RESPONDING TO THE MMO-BLOGOSPHERE-THINGY

Corpnews thread that started this
Dundee’s blog post
Ubiq’s blog post
Dundee responds back
Anyuzer chimes in

I am but a simple coder, so I haven’t actually been responsible for content design, unlike Dundee and Ubiq. So I tend to agree and disagree with both.

Dundee says that content should drive your systems. To use a generic example, if you are playing Widgets Online, you should first write an experience for your Widgeteer Primes to follow, and then once that is mapped out, you should then write how your players should create Red Widgets and Blue Widgets.

As a game player, I read Dundee’s post and thought “Cool! That makes sense. I want to do fun stuff.” As a coder, I shudder deep inside. During DAOC’s last 2 expansions, I was one of the guys that wrote the code to make the stuff the designers came up with work. A lot of my time was spent telling them “You can’t do that.

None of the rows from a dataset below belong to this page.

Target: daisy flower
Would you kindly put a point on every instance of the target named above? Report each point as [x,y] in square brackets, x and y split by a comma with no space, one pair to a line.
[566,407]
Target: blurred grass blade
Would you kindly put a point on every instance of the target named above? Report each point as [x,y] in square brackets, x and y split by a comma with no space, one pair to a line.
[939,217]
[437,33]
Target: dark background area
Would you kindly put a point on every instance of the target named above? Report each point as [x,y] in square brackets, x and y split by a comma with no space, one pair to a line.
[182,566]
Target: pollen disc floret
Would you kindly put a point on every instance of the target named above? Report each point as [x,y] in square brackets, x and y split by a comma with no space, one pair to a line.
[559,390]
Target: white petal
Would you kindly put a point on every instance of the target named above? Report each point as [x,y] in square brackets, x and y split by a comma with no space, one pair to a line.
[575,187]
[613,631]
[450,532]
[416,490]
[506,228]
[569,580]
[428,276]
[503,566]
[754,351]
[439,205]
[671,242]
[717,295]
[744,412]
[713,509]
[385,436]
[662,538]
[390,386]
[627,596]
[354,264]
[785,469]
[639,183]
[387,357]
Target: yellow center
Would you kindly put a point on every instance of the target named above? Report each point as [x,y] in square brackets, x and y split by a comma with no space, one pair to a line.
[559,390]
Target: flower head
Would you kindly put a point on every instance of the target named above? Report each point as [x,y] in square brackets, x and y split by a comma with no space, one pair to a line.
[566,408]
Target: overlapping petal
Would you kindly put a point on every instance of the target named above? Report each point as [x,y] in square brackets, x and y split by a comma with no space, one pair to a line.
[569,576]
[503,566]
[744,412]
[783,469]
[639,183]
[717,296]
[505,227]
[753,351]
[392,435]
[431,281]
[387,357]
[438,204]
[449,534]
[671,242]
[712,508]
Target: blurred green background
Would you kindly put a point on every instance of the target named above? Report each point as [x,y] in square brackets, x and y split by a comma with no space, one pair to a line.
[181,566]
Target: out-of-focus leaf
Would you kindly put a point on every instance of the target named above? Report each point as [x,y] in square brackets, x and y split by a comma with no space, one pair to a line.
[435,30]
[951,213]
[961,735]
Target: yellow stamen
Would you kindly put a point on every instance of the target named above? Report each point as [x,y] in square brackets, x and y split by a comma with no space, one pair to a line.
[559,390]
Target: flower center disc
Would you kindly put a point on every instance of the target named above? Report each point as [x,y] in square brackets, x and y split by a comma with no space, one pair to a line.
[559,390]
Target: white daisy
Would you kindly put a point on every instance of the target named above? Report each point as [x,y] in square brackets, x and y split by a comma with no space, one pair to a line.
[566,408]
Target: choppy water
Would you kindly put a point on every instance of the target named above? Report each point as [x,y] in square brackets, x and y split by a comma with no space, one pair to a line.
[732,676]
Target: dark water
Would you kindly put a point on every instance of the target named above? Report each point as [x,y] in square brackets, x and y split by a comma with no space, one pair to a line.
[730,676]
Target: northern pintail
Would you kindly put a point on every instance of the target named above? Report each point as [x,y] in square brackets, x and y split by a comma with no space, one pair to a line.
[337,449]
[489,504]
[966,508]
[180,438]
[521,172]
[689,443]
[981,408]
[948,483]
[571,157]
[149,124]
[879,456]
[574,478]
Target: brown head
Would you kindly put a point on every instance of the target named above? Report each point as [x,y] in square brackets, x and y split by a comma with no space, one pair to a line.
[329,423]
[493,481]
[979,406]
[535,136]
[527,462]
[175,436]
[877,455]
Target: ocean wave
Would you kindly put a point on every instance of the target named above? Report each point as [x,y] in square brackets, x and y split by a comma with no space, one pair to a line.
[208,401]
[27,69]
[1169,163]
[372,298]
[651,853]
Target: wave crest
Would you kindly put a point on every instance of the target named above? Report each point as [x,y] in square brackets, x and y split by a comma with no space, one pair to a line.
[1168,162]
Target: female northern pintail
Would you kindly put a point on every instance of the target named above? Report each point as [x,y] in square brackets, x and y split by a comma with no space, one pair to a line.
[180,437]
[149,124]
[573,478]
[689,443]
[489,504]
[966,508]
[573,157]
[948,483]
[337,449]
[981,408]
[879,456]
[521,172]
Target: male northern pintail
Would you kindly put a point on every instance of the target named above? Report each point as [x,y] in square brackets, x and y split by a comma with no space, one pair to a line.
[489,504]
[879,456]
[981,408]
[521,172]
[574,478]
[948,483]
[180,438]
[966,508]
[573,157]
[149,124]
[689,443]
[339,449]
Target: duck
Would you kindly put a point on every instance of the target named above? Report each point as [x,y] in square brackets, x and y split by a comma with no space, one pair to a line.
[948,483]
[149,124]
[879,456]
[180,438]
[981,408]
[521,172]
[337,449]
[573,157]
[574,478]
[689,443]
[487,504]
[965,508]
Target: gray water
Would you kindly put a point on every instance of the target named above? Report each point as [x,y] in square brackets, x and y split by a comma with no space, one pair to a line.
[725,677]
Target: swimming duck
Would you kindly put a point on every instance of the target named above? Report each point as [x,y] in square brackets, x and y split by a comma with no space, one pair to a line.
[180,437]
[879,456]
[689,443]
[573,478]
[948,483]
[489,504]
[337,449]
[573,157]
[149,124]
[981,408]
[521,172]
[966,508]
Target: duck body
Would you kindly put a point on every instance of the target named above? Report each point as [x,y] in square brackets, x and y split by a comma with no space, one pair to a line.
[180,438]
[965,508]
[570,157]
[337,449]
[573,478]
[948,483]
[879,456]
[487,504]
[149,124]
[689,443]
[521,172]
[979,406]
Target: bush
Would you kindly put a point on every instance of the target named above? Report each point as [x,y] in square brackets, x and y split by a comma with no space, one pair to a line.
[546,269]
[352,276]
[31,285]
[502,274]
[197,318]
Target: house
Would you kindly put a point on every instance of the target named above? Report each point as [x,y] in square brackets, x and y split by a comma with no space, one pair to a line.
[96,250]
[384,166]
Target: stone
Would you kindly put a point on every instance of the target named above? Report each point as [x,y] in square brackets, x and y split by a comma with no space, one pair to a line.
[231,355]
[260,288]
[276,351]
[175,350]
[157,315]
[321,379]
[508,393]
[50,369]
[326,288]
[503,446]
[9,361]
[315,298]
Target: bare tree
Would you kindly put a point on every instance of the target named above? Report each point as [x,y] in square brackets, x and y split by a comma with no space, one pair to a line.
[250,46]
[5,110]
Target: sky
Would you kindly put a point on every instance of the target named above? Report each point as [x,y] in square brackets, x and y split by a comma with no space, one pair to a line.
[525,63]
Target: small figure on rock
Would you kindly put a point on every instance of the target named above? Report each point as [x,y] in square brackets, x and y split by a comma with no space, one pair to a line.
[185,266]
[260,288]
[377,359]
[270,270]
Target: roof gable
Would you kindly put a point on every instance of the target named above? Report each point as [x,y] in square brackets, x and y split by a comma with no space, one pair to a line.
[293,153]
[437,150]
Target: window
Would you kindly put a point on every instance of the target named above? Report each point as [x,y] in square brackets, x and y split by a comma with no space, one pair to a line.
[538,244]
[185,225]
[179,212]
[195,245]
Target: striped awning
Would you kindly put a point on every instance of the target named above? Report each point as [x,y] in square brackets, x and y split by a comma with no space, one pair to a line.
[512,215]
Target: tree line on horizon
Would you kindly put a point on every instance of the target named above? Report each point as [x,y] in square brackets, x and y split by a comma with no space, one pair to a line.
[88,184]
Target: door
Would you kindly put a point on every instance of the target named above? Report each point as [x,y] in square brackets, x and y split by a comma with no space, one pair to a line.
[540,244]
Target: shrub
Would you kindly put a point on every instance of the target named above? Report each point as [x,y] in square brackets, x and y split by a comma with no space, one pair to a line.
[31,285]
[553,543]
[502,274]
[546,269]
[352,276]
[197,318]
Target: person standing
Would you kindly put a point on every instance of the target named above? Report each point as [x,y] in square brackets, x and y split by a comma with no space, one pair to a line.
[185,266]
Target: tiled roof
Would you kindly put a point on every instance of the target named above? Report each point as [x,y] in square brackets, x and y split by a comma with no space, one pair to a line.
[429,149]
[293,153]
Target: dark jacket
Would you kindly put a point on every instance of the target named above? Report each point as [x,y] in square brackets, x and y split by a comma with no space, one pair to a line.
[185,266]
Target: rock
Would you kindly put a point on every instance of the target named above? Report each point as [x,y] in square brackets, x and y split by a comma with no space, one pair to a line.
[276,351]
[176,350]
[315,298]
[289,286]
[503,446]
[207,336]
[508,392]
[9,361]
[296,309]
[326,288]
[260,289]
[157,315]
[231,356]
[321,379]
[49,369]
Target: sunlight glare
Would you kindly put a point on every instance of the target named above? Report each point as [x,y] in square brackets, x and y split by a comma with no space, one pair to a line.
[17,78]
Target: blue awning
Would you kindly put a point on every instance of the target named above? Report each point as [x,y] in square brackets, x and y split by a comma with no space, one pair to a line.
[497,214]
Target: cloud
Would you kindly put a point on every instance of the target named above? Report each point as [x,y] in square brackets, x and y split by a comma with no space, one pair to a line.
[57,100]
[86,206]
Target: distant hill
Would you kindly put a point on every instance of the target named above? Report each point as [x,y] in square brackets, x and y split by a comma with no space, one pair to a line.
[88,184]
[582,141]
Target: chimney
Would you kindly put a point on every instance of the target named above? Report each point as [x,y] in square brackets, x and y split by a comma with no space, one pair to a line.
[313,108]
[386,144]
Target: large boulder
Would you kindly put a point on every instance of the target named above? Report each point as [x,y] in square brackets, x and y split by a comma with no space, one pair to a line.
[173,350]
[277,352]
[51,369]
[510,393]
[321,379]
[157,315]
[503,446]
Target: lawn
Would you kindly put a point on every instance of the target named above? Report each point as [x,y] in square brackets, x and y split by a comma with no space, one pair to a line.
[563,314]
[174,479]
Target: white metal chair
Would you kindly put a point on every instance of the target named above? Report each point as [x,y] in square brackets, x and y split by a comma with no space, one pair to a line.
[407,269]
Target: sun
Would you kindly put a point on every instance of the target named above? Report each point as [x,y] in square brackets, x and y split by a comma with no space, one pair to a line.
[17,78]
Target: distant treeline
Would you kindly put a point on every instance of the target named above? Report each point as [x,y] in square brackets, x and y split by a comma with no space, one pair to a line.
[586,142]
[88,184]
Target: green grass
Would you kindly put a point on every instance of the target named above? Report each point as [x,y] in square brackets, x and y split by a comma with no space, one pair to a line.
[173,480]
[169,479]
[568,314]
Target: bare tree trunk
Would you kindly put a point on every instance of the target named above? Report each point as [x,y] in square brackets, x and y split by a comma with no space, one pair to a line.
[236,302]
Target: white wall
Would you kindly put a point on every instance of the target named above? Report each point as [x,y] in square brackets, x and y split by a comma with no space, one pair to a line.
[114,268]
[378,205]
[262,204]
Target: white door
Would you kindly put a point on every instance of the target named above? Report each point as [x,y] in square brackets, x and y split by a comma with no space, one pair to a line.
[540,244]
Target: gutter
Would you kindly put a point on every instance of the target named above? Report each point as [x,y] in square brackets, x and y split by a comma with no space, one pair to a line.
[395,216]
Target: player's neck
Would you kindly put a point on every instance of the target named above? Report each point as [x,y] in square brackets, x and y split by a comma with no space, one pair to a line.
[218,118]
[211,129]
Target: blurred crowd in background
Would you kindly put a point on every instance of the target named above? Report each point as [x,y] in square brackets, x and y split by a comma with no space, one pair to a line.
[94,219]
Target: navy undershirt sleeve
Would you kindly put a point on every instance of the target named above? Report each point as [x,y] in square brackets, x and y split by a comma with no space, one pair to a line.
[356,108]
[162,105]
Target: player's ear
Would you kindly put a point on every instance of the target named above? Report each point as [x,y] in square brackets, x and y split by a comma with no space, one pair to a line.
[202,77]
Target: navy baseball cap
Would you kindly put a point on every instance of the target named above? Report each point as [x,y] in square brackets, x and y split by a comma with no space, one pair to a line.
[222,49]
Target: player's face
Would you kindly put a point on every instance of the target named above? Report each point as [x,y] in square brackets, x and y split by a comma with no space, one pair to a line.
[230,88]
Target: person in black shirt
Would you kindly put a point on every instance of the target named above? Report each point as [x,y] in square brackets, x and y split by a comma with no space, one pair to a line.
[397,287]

No, really. You can’t do that. You are on crack. Well, we could theoretically do that, but it will make the server roll over on its back and waggle its legs. Did I mention the crack thing?” The retort was always varying degrees of “But I designed it this way!” Words cannot express how helpful that is.

So, ideally, you have designers who are aware of what your friendly coders are capable of doing (or, as deadline approaches, become ready for the inevitable “OK, this is how we make our stuff work with what support we have NOW” meeting). Or producers that sit on both and say “I want it to work THIS way. Oh, and make it green. I like green.”

These anecdotes, while hopefully amusing, also illustrate that in the barely disguised battlefield that is an MMO production environment, you really do have to come up with content and systems simultaneously. You don’t have the luxury of saying “Hey, we’ll design this, and someone will make it work magically later”, and you hopefully are not forced to say “Well, we get these systems and nothing else, ever, so let’s make it work with what we have.” The art of production is in meeting somewhere between those extremes. Unsurprisingly, Ubiq, who has been on more production teams than Jesus, hammers this point home pretty hard. Don’t promise what you can’t deliver. Be aware of what your guys are capable of. Etc. Etc.

Ubiq’s final point, which Anyuzer had a problem with, is that players are the true producers of an MMO’s content. Well, yes and no. If you have an MMO with no content, people aren’t going to be content with “well, you guys roleplay having fun”. I mean, you can only give a kid a cardboard box and expect him to play with it so many times. Eventually he’s going to want an upgrade to a stick and some leaves or something. You can’t just abdicate completely the process of content creation (and I don’t think Ubiq is advocating this, either). Anyuzer’s problem is more that he doesn’t want to rely on other people for his MMO experience because, well, other people kind of suck.

This is true (and why every successful PVE MMO allows you to solo at least some of the time). But an MMO without people is, well, Morrowind. People are the X factor that makes MMOs what they are. If you ask a person what their favorite MMO is, you will get many different answers. But asking them to describe why will cause those answers to veer back towards shared experiences with others. Friendships, raids, battles, what have you – the shared experience of working through a problem, whatever it is, is what makes MMOs different from Fallout or Planescape: Torment. And this is why MMOs have, to date, gotten away with content and systems that generally would be considered sub-par in single player games. Because you’re not relying on the content solely.

And this is a good thing, because players will ALWAYS burn through whatever content you provide them as quickly as possible. And usually they will resent it, if you place it as roadblocks to the “end game”, because players want to get to where their friends are – which more often than not, is the end game, whatever it is. They want to get to the X-factor, the shared experience. The first time they play your MMO? The first character they make? Then yes, the content you create will be noticed, and hopefully enjoyed. But the fifth and sixth character, created 2 years after your game launched? Yeah, they don’t care any more. They want to catch up to the rest of the guild. NOW.

So the answer, as always, is that you have to do everything. Now. Please. This is why people who work on MMOs tend to go insane and post these long debates on blogs. Hey, it created content for your web browser!